Governance, Risk and Compliance as we move ever closer to Brexit
That’s it – were just one quarter away as the end of the Brexit transition period rapidly approaches and for anyone without a dedicated Data Protection Officer (DPO) still seeking to understand the important considerations around the impact of Brexit and what is means for your data processing activities – read on.
For those Phoenix customers engaged in cross-border processing, or may be part of an international group, we recommend that you now finalise your plans to ensure that you can continue to operate as usual – especially if the Brexit negotiations end in a no-deal result as of 1 January 2021.
So, will the GDPR still apply?
Hmm … we wish this were straight forward – it’s both a ‘Yes’ and ‘No’. On the whole, substantial amounts of the EU-GDPR will apply, but a ‘UK GDPR’ will replace the EU GDPR effective from 1 January 2021.

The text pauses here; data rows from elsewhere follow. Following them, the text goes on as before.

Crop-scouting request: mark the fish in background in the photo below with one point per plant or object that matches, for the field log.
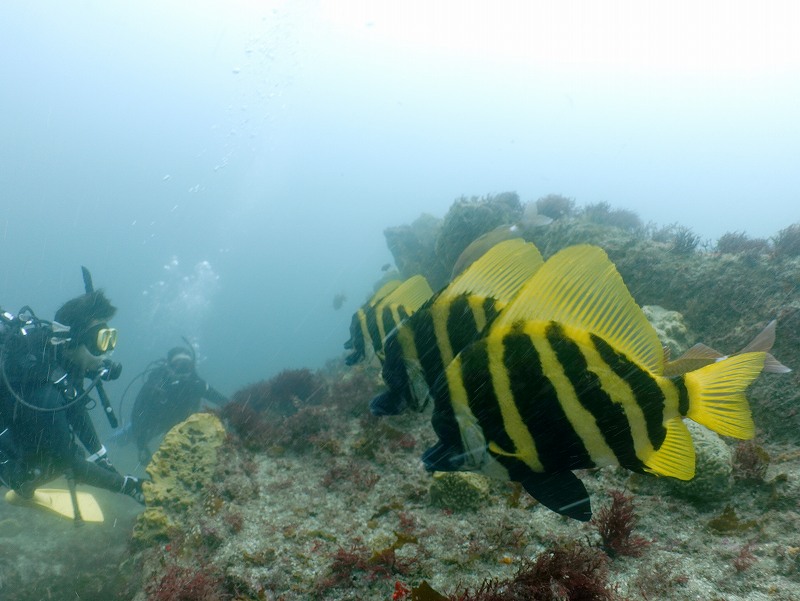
(338, 300)
(392, 303)
(419, 348)
(701, 355)
(478, 247)
(570, 376)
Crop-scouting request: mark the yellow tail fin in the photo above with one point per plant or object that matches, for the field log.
(716, 394)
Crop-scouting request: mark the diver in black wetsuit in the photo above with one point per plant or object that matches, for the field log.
(43, 403)
(171, 393)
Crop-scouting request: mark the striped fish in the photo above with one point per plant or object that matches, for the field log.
(570, 376)
(419, 349)
(390, 305)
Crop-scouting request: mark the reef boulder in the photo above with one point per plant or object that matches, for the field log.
(180, 471)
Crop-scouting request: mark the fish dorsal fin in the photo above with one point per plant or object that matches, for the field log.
(580, 287)
(384, 291)
(499, 273)
(763, 342)
(411, 294)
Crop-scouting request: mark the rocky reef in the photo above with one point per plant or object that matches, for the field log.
(295, 492)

When the transition period is completed, the Data Protection, EU Exit Regulations 2019, Privacy and Electronic Communications (Amendment) will implement EU GDPR standards in the UK from exit day.
The 2019 Regulations consolidate and amend the EU GDPR and UK DPA (2018 – which supplements the GDPR in UK law) to create a new UK GDPR – this new UK GDPR will have an extra-territorial reach and will apply to the processing of personal data if:
- You are located in the UK.
- You offer goods and services to, or monitor the behaviour of, individuals in the UK.
The EU GDPR may also continue to apply to you if:
- You have branches or offices in the EEA.
- You offer goods and services to, or monitor the behaviour of, individuals in the EEA.